Monday, August 3, 2015

Monday's Musings on Sports - Sense, Sentimentality, Sensitivty - Moshe and the Mets

Over the course of the last week there has been a great deal written about the Mets' Wilmer Flores and his tearing up in Wednesday Night's Mets game. And with all due deference to Tom Hanks, there is nothing wrong with crying in baseball.

Even if you don't follow baseball, there was no way to avoid the Wilmer Flores story last week. In case you were living under a rock - here is a brief synopsis. Flores is a 23 year old Venezuelan born player who signed with the Mets as an international free agent at the age of 16.Since signing with the Mets, he has steadily worked his way up through the Mets minor league system and this year earned some regular playing time with the big league club.

As the Mets (perpetually) have issues with lack of production from the outfield, the Mets and the Milwaukee Brewers worked out a trade in principle in which Flores and injured pitcher Zack Wheeler would have been traded for All Star Outfielder Carlos Gomez. Although the trade was never completed, during Wednesday Night's game, certain Mets writers tweeted that the deal was done. But since the deal was never actually pulled off, the Mets did not remove Flores from the game (they would have to if he was no longer Mets property). They also did not tell Flores.

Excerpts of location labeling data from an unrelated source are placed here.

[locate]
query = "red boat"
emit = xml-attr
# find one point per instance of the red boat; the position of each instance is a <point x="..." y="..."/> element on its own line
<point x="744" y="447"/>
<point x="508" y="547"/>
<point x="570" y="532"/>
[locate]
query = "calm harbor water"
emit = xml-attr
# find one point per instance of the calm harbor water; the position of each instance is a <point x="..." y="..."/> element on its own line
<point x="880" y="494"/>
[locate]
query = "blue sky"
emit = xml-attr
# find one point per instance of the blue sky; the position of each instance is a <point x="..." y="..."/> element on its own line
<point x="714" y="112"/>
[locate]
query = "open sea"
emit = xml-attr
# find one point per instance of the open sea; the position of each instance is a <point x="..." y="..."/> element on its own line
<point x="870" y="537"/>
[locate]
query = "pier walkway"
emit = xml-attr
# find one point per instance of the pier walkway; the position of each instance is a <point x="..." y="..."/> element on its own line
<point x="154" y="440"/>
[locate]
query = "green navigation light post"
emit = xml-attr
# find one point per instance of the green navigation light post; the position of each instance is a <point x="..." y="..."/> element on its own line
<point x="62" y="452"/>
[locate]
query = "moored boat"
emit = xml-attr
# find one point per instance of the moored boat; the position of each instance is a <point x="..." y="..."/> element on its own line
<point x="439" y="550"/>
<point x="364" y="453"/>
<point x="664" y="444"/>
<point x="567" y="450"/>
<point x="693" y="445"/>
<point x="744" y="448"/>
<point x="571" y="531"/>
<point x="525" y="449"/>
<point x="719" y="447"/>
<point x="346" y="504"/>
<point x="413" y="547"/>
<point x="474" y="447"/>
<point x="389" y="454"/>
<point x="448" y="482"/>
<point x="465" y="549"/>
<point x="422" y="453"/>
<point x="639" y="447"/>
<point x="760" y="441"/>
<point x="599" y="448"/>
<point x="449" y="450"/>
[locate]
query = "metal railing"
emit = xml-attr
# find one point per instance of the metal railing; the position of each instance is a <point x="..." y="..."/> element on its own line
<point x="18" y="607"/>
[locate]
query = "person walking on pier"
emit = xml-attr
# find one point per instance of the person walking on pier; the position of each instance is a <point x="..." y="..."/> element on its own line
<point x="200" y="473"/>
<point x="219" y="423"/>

So as the game progressed, the fans in the stands started to tell Flores that he had been traded and they gave him a standing ovation. But since he was still in the game, the stress started to wear away at him and he began to tear at the thought of being traded from the only organization he ever knew.

When I went to daf at 945 that night my friend Jim S remakred to me that it was the strangest thing that he had ever seen - as the Mets had left Flores in after the deal was done. I told him that the deal must not have gone through because the Mets could not play Flores if he had been traded away. Don't get me wrong - I am not a prophet (or the son of a prophet) but it is fairly obvious that a player can't play for a team that no longer owns his rights.

The following day there were two Wilmer Flores themed stories in the media - one that ridiculed him for crying (and comparing him to that scene from A League of Their Own). The second story ridiculed the Mets for not completing the deal.

But a funny thing happened to Wilmer and the Mets. Two days later, Flores (still a Met) hit the game winning HR against the Nationals (the team who the Mets at the time were chasing for 1st Place) and the Mets went out and got a better Outfielder - Yoenis Cespedes, without giving up Wheeler or Flores. And they have not lost since.

The fans show of support for Flores and his sensitivity and sentimentality made me think of a vort I heard from R' Mansour a few years back on Parshas Vaeschanan. In the beginning of the parsha, after Moshe prays his 515th prayer to enter the land of Israel, Hashem says to him in Devarim 3:26 - "Rav Lach" - it is too much for you.

I can't remember the source he brought, but R' Mansour said that the statement from Hashem to Moshe was actually rebuke. He compared the statement to Moshe telling Korach and his followers in Bamidbar 16:7 - Rav Lachem - you (Korach and his follower) - it is too much for you,.

The mussar being said to Moshe was - never tell another Jew that his aspiration for greater holiness, even if motivated by a desire, is "too much." Be sensitive towards their desire to grow and find another way to set them straight.